I can’t give advice. Apart from me not being qualified to do so, your dementia sufferer and all the circumstances and difficulties pertaining to their situation, is theirs and theirs alone. Each sufferer of any disease is still an individual first and foremost; the day we start sticking labels saying: cancer patient, demented person, bi-polar TREAT THIS WAY…. is a day I hope never to see the dawn of which at all. To this end, the doctor’s consultation, because the most you can ever say is that certain treatments have proved effective with people with a similar condition. This is particularly true of vascular dementia which is the least predictable of all the dementias. How could it be otherwise when the progress of the disease depends on the condition of the 60,000 miles of completely individual blood vessels in an individual? That’s 60,000 miles of potentially different from anyone else, so you can’t predict what’s going to happen to the individual. That is, also, without even going into the difference between that brain and any other on the planet before the disease took hold.
I’m not giving advice because I can’t and I so hope no one will ever say: I read about someone who did it this way and we should as well. The reason I began writing the dementia diaries is that I had hoped in the thirty years since I had assisted in the care of my mother-in-law, which was a complete and total shot in the dark, with no literature from the doctors, nowhere to turn for help and no anything of any kind except other family members, that the situation would have improved. And it hadn’t much at all, certainly not thirty years worth of apparent improvements in terms of help and assistance. This time round I found one very optimistic upbeat booklet which was about as much use as a smile in a snowstorm and a website offering online chat that was never manned and that was it. The isolation that seems to cling to dementia was working exactly the same magic as before on anyone who stepped up to help. Apart from the initial diagnosis and the doc you’ll see every three months, if you’re looking after someone with dementia, you are on your own, sunshine, out there with a lunatic hitting you with a stick, who will do it more if you shout at them; how great is that? Nearly everyone else will run away as fast as their legs will carry them.
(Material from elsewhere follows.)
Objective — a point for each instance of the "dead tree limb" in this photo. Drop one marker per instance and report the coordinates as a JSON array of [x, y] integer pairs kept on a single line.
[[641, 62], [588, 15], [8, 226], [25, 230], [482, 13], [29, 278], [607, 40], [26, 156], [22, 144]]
Last time round it made all three of us seriously ill afterwards. This time round my father pretended it wasn’t happening and refused to get any help or make any provision. I understand, he was old and it is frightening.
And so when I found how much information there still wasn’t for people forced to get to grips with this disease I started dementia diaries, in the hope, maybe, of saving someone else from being made as ill by caring as we had been last time. I wrote to dispel some of the fear by describing how it was day to day for me. I have written from the only viewpoint I have, which is my own. When I had cancer I found the greatest fear was the unknown. I urgently needed to know things like: how much will it hurt? What will it be like each day? Exactly how disfiguring will the surgery be? Can I still…………. and so on and so forth. The information we need when faced with something awful are the actual details of day to day living with the problem. The at-the-end-dying bit is only going to happen once, for anyone with anything. It’s the everyday minutiae of coping with the situation minute to minute which will occupy the next few years of your life. I find the most helpful information is the stuff that doesn’t tell you the big things, it’s the stuff that tells you the small things, above all the stuff that tells you what is normal in an abnormal situation the: should it be swollen like this in week three? stuff. That stuff.
I cannot predict my future, let alone yours. All I can do is tell you how it is for me, in the small details blow by blow. If, at the very least, you read it and think that someone else is enduring the same thing and you’re not as alone as you sometimes feel, then I might have done the job I set out to do. If there’s anything I’ve written which you think might work for you in your situation, perhaps you might like to give it a go. Maybe something I wrote might suggest an avenue worth exploring which you had not been aware of previously.
All I’m offering is my experience of a difficult situation so that, if you find yourself in the same situation, you don’t find yourself there alone.
Don’t do as I do, don’t do as I say, do whatever works for you, do whatever is doable with my complete admiration for even having the guts to stick it out and have a go.
All you can do is all you can do.
JaneLaverick.thinking a bit. (Don’t worry it’ll wear off.)